In [None]:
# IMPORTANT: The parameters below are set only for running this notebook independently. 
# When executing the full Ploomber pipeline, these values will be overridden by the settings in `pipeline.yaml`. 
# Any modifications made here will not persist when running the pipeline.
upstream = None
COUNTRY =  'ARM' # Code of the Country
product = {'data': f'../data/processed/{COUNTRY}/sitans_reccomendations_by_goal_area.xlsx'}  # Path to save the final data product (stored under the 'data' key)
data_source = 'data/corpora/sitans/'  # Path to the source data directory

This Notebook uses an LLM model to analyze the Situation Analysis Reports to identify recommendations.

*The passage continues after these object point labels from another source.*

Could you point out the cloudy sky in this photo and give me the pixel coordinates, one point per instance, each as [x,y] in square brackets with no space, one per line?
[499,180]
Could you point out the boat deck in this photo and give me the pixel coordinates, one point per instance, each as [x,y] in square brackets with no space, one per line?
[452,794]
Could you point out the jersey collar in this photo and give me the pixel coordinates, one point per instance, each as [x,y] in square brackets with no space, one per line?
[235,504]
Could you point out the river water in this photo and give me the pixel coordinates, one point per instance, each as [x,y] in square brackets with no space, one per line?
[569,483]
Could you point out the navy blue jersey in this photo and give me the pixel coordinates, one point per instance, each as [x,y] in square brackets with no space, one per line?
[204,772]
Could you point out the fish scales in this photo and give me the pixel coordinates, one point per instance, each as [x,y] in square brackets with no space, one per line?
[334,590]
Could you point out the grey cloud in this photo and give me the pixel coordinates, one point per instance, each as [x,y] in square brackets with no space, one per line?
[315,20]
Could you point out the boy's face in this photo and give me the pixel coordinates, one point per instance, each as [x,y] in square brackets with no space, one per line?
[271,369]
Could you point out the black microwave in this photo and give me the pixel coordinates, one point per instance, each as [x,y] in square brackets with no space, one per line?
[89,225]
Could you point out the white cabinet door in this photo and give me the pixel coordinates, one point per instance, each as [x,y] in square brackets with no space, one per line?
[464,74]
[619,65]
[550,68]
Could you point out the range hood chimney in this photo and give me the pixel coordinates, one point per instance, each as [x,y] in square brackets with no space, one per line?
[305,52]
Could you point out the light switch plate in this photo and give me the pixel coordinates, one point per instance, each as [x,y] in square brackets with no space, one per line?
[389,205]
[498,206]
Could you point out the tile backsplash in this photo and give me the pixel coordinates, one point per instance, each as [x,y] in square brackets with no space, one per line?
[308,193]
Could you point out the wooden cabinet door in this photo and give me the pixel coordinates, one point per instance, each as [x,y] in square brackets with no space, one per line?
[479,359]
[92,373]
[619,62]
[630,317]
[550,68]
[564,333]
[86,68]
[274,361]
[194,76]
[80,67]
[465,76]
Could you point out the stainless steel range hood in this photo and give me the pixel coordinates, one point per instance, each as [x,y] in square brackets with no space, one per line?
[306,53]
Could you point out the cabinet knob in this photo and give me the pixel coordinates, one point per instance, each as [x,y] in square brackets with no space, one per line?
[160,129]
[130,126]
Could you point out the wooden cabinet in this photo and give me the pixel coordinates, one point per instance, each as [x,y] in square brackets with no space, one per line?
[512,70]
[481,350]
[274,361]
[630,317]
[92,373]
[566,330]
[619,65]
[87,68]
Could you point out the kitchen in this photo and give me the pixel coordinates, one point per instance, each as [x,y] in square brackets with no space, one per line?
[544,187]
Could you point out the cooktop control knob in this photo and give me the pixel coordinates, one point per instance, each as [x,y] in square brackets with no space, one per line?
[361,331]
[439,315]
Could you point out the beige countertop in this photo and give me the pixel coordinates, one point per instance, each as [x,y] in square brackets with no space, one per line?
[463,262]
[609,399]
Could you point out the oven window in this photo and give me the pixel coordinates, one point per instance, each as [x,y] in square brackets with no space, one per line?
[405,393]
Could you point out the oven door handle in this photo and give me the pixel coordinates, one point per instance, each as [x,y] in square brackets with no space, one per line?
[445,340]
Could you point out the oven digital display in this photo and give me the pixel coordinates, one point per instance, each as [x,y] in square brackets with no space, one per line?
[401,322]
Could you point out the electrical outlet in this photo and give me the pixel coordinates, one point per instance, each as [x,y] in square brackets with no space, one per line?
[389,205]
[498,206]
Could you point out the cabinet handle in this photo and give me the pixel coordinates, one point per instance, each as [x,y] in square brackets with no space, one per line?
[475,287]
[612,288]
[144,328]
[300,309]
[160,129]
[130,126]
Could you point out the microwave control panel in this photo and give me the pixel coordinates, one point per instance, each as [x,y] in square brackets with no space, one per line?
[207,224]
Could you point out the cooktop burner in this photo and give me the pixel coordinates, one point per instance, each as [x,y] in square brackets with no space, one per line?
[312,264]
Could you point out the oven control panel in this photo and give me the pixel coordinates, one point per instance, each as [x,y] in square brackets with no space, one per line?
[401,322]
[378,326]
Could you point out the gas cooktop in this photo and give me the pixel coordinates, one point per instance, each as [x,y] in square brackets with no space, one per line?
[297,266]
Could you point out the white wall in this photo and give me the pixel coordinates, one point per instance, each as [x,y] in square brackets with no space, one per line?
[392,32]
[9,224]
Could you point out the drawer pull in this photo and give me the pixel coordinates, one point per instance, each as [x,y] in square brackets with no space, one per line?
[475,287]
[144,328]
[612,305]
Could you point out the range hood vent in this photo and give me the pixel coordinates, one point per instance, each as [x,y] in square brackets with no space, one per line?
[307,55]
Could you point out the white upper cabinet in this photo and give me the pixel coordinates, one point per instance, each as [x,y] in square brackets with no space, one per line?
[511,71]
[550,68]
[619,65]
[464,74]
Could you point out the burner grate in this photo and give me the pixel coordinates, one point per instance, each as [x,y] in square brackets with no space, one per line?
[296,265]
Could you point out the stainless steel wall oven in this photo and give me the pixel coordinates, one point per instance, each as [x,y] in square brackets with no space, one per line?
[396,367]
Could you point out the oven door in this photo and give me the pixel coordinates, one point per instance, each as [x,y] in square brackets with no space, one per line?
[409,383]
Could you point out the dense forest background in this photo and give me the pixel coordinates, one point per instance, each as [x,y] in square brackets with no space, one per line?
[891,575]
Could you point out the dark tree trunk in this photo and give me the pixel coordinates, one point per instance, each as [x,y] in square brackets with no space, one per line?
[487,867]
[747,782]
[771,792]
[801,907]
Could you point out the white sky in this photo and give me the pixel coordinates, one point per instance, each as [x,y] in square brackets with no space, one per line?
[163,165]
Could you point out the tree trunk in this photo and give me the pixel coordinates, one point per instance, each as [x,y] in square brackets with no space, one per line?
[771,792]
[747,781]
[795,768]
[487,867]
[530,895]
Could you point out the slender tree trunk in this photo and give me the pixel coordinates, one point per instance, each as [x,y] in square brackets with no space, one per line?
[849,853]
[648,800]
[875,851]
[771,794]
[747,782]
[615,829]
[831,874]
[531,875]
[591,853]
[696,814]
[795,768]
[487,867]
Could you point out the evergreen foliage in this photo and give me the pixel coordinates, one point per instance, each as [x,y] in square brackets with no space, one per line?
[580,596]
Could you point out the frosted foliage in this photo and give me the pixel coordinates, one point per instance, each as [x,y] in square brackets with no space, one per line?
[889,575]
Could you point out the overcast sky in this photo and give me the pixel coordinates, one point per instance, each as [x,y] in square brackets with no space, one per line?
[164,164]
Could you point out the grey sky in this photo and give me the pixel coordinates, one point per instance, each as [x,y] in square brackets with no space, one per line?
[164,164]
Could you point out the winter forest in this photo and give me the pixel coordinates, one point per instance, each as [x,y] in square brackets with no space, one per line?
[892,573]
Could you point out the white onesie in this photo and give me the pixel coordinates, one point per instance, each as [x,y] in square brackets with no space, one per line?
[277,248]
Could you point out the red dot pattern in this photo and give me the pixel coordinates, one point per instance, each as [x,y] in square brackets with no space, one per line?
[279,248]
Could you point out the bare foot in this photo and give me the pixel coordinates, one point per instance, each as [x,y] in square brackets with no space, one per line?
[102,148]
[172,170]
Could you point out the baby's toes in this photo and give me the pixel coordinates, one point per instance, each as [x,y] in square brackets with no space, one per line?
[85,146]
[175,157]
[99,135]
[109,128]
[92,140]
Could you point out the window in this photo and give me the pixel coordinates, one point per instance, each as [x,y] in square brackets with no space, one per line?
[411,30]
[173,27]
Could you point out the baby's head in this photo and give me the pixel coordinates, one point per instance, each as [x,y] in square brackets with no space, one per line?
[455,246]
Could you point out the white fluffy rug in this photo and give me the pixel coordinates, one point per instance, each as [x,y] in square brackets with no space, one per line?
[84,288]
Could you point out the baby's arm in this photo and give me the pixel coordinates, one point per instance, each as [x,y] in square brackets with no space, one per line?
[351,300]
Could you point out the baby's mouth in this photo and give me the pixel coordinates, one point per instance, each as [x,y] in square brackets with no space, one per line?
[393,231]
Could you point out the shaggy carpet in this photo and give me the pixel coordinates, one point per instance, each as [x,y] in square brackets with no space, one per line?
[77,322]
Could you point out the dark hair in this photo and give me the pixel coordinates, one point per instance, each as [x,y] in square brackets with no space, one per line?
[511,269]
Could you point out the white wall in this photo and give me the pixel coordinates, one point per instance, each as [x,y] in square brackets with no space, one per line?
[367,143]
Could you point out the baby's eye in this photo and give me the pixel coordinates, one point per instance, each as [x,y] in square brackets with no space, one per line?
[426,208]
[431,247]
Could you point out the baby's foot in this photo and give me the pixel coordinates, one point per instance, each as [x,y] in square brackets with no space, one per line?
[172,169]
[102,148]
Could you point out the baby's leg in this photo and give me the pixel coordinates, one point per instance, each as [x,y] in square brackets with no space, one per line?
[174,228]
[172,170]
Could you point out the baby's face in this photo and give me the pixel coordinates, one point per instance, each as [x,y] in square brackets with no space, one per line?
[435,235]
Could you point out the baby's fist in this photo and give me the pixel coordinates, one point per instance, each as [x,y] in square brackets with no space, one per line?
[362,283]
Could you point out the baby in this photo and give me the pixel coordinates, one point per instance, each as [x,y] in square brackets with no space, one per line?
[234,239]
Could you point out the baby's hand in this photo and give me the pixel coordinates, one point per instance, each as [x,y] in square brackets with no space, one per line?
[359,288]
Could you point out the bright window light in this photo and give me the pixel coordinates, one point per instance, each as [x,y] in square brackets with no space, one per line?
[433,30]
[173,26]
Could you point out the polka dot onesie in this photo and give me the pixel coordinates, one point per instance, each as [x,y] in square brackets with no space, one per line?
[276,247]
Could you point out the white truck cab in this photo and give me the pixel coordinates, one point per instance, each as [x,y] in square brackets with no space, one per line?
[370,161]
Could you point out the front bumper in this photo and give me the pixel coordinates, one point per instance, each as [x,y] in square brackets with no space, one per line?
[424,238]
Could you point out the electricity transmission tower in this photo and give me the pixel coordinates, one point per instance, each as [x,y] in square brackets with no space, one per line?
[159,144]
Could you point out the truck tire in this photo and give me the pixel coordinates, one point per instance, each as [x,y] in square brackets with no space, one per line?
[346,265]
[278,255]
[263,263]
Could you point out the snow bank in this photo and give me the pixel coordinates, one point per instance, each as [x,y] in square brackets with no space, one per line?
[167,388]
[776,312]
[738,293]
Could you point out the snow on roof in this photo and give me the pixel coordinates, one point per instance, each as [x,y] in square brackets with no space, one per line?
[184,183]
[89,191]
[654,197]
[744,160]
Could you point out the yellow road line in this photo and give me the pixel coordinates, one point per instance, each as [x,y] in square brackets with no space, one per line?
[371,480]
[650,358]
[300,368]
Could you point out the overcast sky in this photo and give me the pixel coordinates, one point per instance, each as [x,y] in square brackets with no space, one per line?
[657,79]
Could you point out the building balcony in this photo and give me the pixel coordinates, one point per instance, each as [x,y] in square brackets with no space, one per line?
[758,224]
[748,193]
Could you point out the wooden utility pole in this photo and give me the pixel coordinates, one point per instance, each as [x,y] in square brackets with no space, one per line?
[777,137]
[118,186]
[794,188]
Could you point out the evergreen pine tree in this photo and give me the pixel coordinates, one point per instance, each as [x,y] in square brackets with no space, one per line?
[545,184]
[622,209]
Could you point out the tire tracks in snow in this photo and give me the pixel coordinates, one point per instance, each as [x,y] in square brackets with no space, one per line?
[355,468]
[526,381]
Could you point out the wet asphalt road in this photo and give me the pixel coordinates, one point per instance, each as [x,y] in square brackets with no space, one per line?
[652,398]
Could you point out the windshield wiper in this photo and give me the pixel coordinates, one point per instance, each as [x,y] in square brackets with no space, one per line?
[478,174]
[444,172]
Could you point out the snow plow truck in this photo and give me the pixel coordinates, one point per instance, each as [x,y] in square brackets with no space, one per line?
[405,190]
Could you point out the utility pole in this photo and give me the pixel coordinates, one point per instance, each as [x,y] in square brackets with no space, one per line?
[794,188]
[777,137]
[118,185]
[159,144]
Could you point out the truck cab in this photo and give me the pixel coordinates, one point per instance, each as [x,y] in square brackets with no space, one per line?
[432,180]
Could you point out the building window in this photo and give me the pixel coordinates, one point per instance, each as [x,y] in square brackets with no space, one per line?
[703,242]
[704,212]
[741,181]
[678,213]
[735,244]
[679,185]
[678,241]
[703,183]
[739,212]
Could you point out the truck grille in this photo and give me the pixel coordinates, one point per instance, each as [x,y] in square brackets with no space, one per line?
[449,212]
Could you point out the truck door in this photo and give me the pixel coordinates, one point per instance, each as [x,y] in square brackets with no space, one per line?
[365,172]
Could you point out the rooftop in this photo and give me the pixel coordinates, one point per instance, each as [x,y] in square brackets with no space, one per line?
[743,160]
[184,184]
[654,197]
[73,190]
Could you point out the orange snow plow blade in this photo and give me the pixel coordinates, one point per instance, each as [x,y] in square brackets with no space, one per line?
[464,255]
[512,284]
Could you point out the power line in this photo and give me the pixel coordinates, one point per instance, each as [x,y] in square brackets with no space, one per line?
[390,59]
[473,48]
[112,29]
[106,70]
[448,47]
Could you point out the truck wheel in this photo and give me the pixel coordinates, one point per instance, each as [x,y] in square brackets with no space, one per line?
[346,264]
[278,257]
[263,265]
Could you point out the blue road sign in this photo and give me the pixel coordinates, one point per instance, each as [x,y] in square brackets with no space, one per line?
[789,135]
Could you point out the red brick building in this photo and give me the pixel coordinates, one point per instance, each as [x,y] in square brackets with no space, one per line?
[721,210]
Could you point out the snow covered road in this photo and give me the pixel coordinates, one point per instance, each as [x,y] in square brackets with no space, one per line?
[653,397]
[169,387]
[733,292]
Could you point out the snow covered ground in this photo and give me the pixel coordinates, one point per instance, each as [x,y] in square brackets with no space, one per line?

These are categorized into one or more goal areas.

In [None]:
import re
from pathlib import Path
import pandas as pd

import unicef_cpe 
from unicef_cpe.config import PROJ_ROOT


In [None]:
MODEL = 'gpt-4o'
country_map = {k:v for k,v in unicef_cpe.utils.get_ecaro_countries_mapping(priority=False).items() if k in COUNTRY}
country_code_map = {v:k for k,v in country_map.items() }

### Extract Reccomendations from SitAns

In [None]:
data = []
source_path =  PROJ_ROOT / Path(data_source)
# for file_path in upstream_data['sitans'].glob('sitans/*.pdf'):
for file_path in source_path.glob('*.pdf'):
    with open(file_path, 'r') as file:
        country_code, *_ = file_path.name.split('-')
        country_code = country_code.upper()
        country = country_map.get(country_code)
        year = re.search(r'\d{4}', file_path.name).group()
        text = unicef_cpe.extraction.extract_text_from_file(file_path)
        data.append((file_path.name, country_code, country, int(year), text))
df_sitans = pd.DataFrame(data, columns=['file_name', 'country_code','country', 'year', 'section_text'])
df_sitans.sort_values(['country_code', 'country', 'year', 'file_name'], ignore_index=True, inplace=True)
print('Shape:', df_sitans.shape)
print(df_sitans.head())

In [None]:
df_list = []

country_name = country_map.get(COUNTRY)


country_mask = df_sitans['country'] == country_name

years = sorted(df_sitans[country_mask]['year'].unique())

for year in years:
    year_mask = df_sitans['year'] == year
    
    try:
        text = df_sitans[country_mask & year_mask]['section_text'].iloc[0]
    except IndexError:
        # Skip if there's no narrative text for this combination of country and year
        print(f"No narrative text available for {country_name} in {year}")
        continue
    print(f"Summarizing recommendations for {country_name} in {year}")
    # Extract needs and categorize them by goal area
    subjects = unicef_cpe.genai.extract_by_goal_area(text[:110_000], subject = "recommendations", model=MODEL, api_type='openai')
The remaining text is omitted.